SHERYL: Great advice! Give some tips for an author who is trying to land that FIRST educational book contract.

EV: This will sound obvious, but it’s still really important to study the market. You need to find the publishers who publish the kind of material you’re creating. When I subbed my first book I subbed it to the publishers who were my favorites to buy from as a teacher—I knew and loved their books and knew my book “fit” their publishing philosophy. If you’re not a teacher, spend some time browsing through the books in your local education store. If you’ve exhausted that resource, I have a list of educational publishers on my website for additional possibilities.

My second tip is to read Nancy I. Sanders’ book, Yes! You Can Learn How to Write Children’s Books. She gives valuable suggestions on this topic.

SHERYL: I completely agree with you about the necessity of reading Nancy's book!It's been a break-through book for new writers. Evelyn, you include your book dedications on your website. Is there anything you want to share about those?

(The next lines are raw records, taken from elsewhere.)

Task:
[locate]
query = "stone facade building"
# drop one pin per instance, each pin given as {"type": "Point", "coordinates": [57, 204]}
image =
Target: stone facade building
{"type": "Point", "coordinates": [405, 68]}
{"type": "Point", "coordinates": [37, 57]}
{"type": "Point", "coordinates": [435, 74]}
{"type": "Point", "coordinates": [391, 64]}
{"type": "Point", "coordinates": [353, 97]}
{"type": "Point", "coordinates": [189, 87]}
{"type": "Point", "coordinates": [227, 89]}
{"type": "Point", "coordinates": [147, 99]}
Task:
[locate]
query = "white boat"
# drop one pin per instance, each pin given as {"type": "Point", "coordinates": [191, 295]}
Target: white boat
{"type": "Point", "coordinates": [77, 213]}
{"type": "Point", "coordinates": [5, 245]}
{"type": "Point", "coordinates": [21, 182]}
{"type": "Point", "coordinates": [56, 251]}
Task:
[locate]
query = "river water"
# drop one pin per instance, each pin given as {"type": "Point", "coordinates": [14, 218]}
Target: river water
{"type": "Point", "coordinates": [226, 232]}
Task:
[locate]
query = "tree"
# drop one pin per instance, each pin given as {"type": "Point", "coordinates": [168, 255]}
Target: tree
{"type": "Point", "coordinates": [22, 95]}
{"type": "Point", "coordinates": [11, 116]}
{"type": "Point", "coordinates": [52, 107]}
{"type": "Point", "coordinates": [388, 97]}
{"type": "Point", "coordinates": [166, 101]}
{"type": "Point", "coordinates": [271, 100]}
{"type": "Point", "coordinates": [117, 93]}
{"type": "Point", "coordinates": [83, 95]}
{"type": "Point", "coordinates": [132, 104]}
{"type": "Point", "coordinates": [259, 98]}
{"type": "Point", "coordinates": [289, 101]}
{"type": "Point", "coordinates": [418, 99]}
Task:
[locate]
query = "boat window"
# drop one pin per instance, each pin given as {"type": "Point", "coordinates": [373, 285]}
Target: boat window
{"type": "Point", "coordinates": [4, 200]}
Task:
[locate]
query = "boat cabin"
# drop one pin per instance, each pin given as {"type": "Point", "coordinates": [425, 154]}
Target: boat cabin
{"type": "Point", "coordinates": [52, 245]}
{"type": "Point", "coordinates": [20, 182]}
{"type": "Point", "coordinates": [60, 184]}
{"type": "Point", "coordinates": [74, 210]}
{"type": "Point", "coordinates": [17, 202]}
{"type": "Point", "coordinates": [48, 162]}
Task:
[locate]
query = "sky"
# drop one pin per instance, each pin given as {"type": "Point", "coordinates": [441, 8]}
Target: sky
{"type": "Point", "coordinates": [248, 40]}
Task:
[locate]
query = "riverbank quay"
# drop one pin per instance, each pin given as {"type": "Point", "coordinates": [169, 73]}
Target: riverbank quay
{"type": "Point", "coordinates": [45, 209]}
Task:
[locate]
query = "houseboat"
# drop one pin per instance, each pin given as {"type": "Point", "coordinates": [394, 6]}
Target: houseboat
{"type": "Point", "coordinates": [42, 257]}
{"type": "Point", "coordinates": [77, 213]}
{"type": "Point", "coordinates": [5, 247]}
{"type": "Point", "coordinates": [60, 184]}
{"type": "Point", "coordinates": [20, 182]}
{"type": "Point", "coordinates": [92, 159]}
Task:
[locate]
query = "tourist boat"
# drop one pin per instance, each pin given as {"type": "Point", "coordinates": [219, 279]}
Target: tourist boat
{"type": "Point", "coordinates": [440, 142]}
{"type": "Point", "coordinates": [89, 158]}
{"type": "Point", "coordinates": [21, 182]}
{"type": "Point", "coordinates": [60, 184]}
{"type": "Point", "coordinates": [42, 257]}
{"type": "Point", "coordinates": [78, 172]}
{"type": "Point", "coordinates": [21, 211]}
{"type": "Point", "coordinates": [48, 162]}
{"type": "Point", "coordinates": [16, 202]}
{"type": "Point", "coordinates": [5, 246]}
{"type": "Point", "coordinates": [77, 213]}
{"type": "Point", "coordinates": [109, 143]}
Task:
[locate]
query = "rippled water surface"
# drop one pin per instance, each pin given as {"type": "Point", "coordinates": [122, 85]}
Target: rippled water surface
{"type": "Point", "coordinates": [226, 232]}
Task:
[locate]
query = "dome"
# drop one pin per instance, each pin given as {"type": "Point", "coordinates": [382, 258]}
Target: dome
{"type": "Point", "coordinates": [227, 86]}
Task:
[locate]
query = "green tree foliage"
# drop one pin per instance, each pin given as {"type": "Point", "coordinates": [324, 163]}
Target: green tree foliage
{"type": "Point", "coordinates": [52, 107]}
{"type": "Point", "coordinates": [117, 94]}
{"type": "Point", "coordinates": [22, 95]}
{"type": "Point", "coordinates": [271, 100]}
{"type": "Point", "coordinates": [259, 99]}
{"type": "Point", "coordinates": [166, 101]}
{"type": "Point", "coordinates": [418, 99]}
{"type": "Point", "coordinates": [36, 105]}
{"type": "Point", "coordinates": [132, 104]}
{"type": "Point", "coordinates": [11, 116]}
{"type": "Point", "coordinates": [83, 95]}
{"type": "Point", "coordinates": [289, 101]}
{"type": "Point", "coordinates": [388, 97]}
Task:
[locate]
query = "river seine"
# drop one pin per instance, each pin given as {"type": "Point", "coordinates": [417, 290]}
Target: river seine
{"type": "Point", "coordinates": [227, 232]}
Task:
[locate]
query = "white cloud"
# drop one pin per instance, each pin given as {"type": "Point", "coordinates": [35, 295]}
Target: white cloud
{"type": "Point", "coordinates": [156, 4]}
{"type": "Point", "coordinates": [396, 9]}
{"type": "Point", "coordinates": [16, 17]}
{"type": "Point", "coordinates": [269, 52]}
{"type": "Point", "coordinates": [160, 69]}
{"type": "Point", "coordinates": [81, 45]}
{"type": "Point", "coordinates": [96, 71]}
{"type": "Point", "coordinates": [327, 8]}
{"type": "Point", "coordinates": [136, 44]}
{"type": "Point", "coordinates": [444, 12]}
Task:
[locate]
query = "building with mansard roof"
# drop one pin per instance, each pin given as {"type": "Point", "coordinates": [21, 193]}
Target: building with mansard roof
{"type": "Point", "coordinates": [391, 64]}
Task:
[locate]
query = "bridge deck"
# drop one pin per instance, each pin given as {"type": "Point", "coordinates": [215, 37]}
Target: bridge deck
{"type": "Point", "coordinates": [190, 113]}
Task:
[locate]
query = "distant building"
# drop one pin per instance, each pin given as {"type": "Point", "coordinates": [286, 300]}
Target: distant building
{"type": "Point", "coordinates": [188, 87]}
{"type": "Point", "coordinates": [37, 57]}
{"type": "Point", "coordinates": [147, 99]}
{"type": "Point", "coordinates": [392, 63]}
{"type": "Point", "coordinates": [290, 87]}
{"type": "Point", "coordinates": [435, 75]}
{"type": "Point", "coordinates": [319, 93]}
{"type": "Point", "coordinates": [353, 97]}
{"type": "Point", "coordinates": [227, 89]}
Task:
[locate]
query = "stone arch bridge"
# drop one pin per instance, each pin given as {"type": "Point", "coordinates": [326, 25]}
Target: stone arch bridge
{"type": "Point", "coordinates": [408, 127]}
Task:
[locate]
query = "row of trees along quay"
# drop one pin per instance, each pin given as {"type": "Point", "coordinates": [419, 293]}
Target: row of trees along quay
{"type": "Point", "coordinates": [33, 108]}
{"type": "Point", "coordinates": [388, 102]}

EV: I do that because my Christian faith is an important part of who I am as an author. All my books are dedicated to people who are special to me, but also to God. When my first book, Clip-Clue Puzzles, was being published, I wanted to include as part of the dedication— "to our Heavenly Father, the ultimate problem solver." I was naive at that point and thought authors could dedicate their books as they pleased. I learned differently. My editor said I couldn't use that dedication. She suggested that authors usually dedicate their books to someone who's been especially helpful to them in the writing of their book or to someone who's been an inspiration to them. I explained that that was exactly the reason I wanted to dedicate my book to God. It didn't matter. She was very polite, but still said I couldn't use it. So then I asked if I could use "to God, the ultimate problem solver”? No. How about "to the Ultimate Problem Solver”? No, I couldn't even use that. She finally let me have "to the ultimate problem solver." At least I knew it was dedicated to God, even if lots of readers probably thought it was just dedicated to people who really like to work puzzles. Fortunately, most of my publishers since then have allowed my dedications to include God. 

SHERYL: That's an amazing and inspiring story. Thanks so much for this wonderful information you've provided today.

EV: Thank you for letting me be with you today, Sheryl. I’ve enjoyed it and consider it an honor and privilege!

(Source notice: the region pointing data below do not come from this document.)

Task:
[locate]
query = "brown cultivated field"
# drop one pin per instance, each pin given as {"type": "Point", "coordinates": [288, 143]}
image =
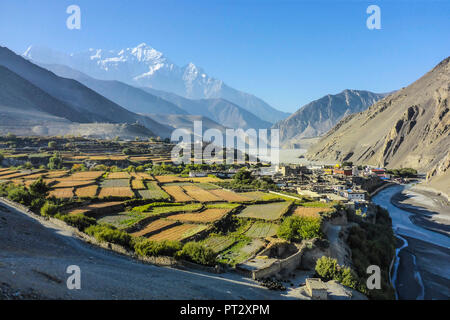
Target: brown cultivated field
{"type": "Point", "coordinates": [137, 184]}
{"type": "Point", "coordinates": [97, 207]}
{"type": "Point", "coordinates": [34, 176]}
{"type": "Point", "coordinates": [56, 174]}
{"type": "Point", "coordinates": [118, 175]}
{"type": "Point", "coordinates": [201, 195]}
{"type": "Point", "coordinates": [309, 212]}
{"type": "Point", "coordinates": [268, 211]}
{"type": "Point", "coordinates": [167, 179]}
{"type": "Point", "coordinates": [62, 193]}
{"type": "Point", "coordinates": [206, 216]}
{"type": "Point", "coordinates": [229, 196]}
{"type": "Point", "coordinates": [87, 192]}
{"type": "Point", "coordinates": [177, 193]}
{"type": "Point", "coordinates": [142, 175]}
{"type": "Point", "coordinates": [86, 175]}
{"type": "Point", "coordinates": [154, 226]}
{"type": "Point", "coordinates": [123, 192]}
{"type": "Point", "coordinates": [178, 233]}
{"type": "Point", "coordinates": [72, 183]}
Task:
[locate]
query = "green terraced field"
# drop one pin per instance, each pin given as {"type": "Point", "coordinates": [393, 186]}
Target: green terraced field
{"type": "Point", "coordinates": [262, 230]}
{"type": "Point", "coordinates": [267, 211]}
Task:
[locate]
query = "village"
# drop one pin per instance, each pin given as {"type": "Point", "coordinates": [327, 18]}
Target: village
{"type": "Point", "coordinates": [273, 224]}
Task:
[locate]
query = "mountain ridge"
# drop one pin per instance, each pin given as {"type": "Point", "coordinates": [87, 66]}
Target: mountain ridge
{"type": "Point", "coordinates": [143, 66]}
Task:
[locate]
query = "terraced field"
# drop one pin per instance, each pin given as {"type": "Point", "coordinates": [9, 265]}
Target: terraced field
{"type": "Point", "coordinates": [267, 211]}
{"type": "Point", "coordinates": [178, 233]}
{"type": "Point", "coordinates": [153, 191]}
{"type": "Point", "coordinates": [206, 216]}
{"type": "Point", "coordinates": [119, 175]}
{"type": "Point", "coordinates": [230, 196]}
{"type": "Point", "coordinates": [169, 178]}
{"type": "Point", "coordinates": [177, 193]}
{"type": "Point", "coordinates": [262, 230]}
{"type": "Point", "coordinates": [153, 227]}
{"type": "Point", "coordinates": [63, 193]}
{"type": "Point", "coordinates": [200, 195]}
{"type": "Point", "coordinates": [219, 243]}
{"type": "Point", "coordinates": [120, 192]}
{"type": "Point", "coordinates": [87, 192]}
{"type": "Point", "coordinates": [310, 212]}
{"type": "Point", "coordinates": [63, 183]}
{"type": "Point", "coordinates": [114, 183]}
{"type": "Point", "coordinates": [137, 184]}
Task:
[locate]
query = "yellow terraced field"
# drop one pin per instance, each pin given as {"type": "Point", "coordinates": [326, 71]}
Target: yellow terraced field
{"type": "Point", "coordinates": [56, 174]}
{"type": "Point", "coordinates": [229, 196]}
{"type": "Point", "coordinates": [119, 175]}
{"type": "Point", "coordinates": [310, 212]}
{"type": "Point", "coordinates": [86, 175]}
{"type": "Point", "coordinates": [200, 195]}
{"type": "Point", "coordinates": [95, 207]}
{"type": "Point", "coordinates": [116, 192]}
{"type": "Point", "coordinates": [87, 192]}
{"type": "Point", "coordinates": [142, 175]}
{"type": "Point", "coordinates": [137, 184]}
{"type": "Point", "coordinates": [178, 193]}
{"type": "Point", "coordinates": [167, 179]}
{"type": "Point", "coordinates": [178, 233]}
{"type": "Point", "coordinates": [153, 226]}
{"type": "Point", "coordinates": [206, 216]}
{"type": "Point", "coordinates": [73, 183]}
{"type": "Point", "coordinates": [62, 193]}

If you'd like to contact Eveyln, she has provided her email address and website link:

Web site:


Tina Cho said...

Awesome interview, Ev and Sherri!
~Tina Cho

Diane Kress Hower said...

Ev & Sherri -

What a wonderful interview. I enjoyed it very much.


Unknown said...

Excellent interview. Thanks Ev for providing useful answers and thanks Sheryl for asking useful questions.

Sheryl Crawford said...

Tina and Diane -

Thanks for visiting my blog (-;
I'm so glad you enjoyed the interview. Evelyn gave some great advice. Hope it helps other writers!

Evelyn said...

Thanks, Tina and Diane, for stopping by. And thanks, Sheryl, for having me here. I have such respect for you as an author, Sheryl, that I consider getting to be featured on your blog a real honor.